Tom stirred, smiling, and reached out for her.
‘Again?’ She smiled at him, pretending prim surprise.
‘Why ever not? You might as well know that I shall be an intensely demanding husband.’
Laughing, Helen spread her fingers over his mouth.
‘Who said anything about marriage?’
‘I gave you my favourite picture, didn’t I? Marrying you is the only way I can think of to get it back.’
‘Oh well, in that case …’
Tom rolled her over in his arms and they retreated into the intricate labyrinths of their new-found world.
Afterwards, Helen stood dreamily at the long window, wrapped in Tom’s bathrobe. It smelt of him and she stretched luxuriously, glowing with the happiness that seemed so strong around her that she felt she could touch it. Behind her Tom lay propped up on one elbow, watching her half-turned profile.

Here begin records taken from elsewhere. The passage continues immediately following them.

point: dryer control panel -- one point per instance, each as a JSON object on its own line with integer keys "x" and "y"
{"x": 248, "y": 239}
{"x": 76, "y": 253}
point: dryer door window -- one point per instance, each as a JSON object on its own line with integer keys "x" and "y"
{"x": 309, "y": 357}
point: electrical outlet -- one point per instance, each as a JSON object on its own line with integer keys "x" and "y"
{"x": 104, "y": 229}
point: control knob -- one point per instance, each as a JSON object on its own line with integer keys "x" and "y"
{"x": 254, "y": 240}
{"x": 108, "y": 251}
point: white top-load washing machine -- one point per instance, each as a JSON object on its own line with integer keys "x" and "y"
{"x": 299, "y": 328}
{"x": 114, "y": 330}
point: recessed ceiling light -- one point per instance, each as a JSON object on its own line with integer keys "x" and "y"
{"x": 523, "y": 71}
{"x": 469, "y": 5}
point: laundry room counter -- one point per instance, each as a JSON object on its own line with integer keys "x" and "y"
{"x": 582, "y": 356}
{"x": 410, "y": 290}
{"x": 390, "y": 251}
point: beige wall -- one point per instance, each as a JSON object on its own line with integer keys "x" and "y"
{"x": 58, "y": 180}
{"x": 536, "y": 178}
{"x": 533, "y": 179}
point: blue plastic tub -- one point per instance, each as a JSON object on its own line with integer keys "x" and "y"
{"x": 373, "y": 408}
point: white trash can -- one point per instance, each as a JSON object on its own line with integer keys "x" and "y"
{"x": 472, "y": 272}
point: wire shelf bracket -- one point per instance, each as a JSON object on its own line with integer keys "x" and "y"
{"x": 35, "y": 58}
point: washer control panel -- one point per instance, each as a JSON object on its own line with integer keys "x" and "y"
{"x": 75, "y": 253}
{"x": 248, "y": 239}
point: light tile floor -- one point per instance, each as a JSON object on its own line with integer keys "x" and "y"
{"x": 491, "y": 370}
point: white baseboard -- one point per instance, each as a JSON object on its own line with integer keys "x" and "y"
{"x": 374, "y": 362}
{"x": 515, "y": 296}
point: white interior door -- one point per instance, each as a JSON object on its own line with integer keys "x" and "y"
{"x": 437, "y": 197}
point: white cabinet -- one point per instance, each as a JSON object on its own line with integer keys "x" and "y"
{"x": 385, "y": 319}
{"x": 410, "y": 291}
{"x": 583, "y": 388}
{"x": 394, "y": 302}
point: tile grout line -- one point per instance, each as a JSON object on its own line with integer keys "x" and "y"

The moment was so perfect that fear touched her.
‘You won’t go away, will you?’ she whispered.
‘Never.’
Helen turned back from the window and sat down beside him.
‘Do you know what I would like us to do, tonight?’
‘Anything in the world.’
‘I want us to go out, to somewhere that Oliver especially liked. I want us to go with Pansy and Chloe, and I want us to drink a lot of his favourite wine, and eat great platefuls of all the things he liked. I want us to talk about him as if he hasn’t just … gone away. I want to say goodbye to him like that. I didn’t feel that this afternoon, all that sorrow and black ceremonial, was anything to do with Oliver.’